Be polite in the letter. Avoid threats and excessive complaints. Try to keep the tone professional so the supervisor takes you seriously.
Clearly state the reasons why you believe the adjuster is acting in bad faith and be specific. For example, rather than say the adjuster unfairly denied your claim, provide the value of your claim and the reasons for why the adjuster said it was denied.
It’s also important in the letter to tell the supervisor that you’re acting in good faith.
For example, state:
- You submitted all the relevant documentation to support your accident claim
- You completed every reasonable request that the adjuster made
- You cooperated with the adjuster during the investigation of the claim
Complete the letter by saying you hope the company will work with you in good faith to settle your claim. But also mention that you’ll seek legal representation if the company refuses to work with you in good faith.
Notify Your State Insurance Board
If your letter to the claims manager doesn’t work, you or your attorney can file a complaint with your state insurance department. The department will start an investigation of the case once it receives a written complaint from a claimant.

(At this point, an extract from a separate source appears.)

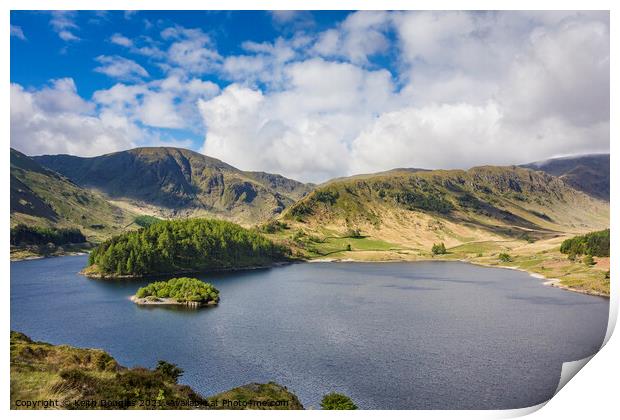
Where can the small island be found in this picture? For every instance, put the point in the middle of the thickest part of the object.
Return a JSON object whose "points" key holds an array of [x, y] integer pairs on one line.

If you’re having issues with the other driver’s insurance company, a formal complaint to the Insurance Commissioner may be your only option. If the Commissioner’s office finds bad faith evidence, it can levy fines against the insurance company and take other actions.
Consult a Personal Injury Attorney
Insurance companies have several reasons to work with claimants and ensure that their adjusters act in good faith. Bad faith allegations hurt an insurer’s reputation. Also, bad faith lawsuits are costly to defend, especially if they lose and have to pay punitive damages.
However, there are still times when an insurer refuses to work cooperatively with an injured claimant. In these situations, you should contact an experienced personal injury attorney for help.
An injury lawyer can draft a letter on your behalf to ask for a reasonable settlement. Your attorney will know the insurance laws in your state and can recognize any bad-faith behavior from the insurance company. The adjuster knows that, and may offer a fair settlement to avoid litigation.
Most personal injury attorneys provide a free consultation to discuss your options.
Further, most injury lawyers work on a contingency fee basis. This means you don’t have to pay your attorney a cent unless they settle your claim or succeed in court.